06Conclusion & Future Work
Three-sentence summary: PaperBanana turns method text and a caption into a polished academic figure by coordinating five specialized AI agents that retrieve examples, plan content, apply an academic style, render, and then self-critique over several rounds. A new benchmark, PaperBananaBench, shows strong improvements over baselines in faithfulness, conciseness, readability, and aesthetics, and the approach extends cleanly to code-based statistical plots. Together, these advances reduce the time and expertise needed to create publication-ready illustrations.

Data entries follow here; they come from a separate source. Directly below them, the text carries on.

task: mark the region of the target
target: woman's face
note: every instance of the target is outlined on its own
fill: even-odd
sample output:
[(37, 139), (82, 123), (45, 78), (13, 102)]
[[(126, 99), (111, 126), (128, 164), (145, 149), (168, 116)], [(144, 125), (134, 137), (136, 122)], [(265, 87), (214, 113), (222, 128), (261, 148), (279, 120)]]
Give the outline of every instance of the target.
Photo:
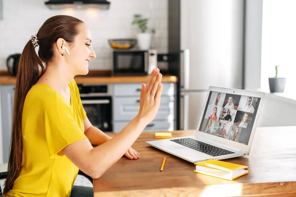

Main achievement: Showing that a reference-driven, multi-agent, iterative pipeline can reliably produce publication-quality methodology diagrams and accurate, well-styled statistical plots.
Future directions: End-to-end vector graphic generation via GUI agents; richer, preference-aware style control; stronger critics for fine-grained structural faithfulness; structure- and reward-based evaluation; generate-and-select test-time scaling for diverse outputs.
Why remember this: Clear figures speed up science. PaperBanana demonstrates that “figure-making” is not a single-shot prompt but a coordinated craft—retrieve, plan, style, render, critique—making complex ideas easier to see, check, and share.
Practical Applications
- •Turn a method section and caption into a ready-to-submit overview figure in minutes.
- •Generate accurate, styled bar/line/scatter/heatmap plots from tabular data via Matplotlib code.
- •Refine an existing human-made figure by applying the learned academic style guide for cleaner visuals.
- •Produce multiple candidate figures at test-time and pick the best with a VLM-based preference check.
- •Create consistent figures across a whole paper (shared colors, fonts, arrow styles) automatically.
- •Convert verbose, messy diagram drafts into concise, readable versions through the critic loop.
- •Rapidly prototype diagram layouts by retrieving and adapting structures from similar references.
- •Use the benchmark rubric to self-check figures for faithfulness, readability, conciseness, and aesthetics.
- •Teach newcomers good diagramming norms by showing retrieved references plus the synthesized style guide.
- •Automate conference camera-ready touch-ups (font sizes, color contrast, legend placement) before submission.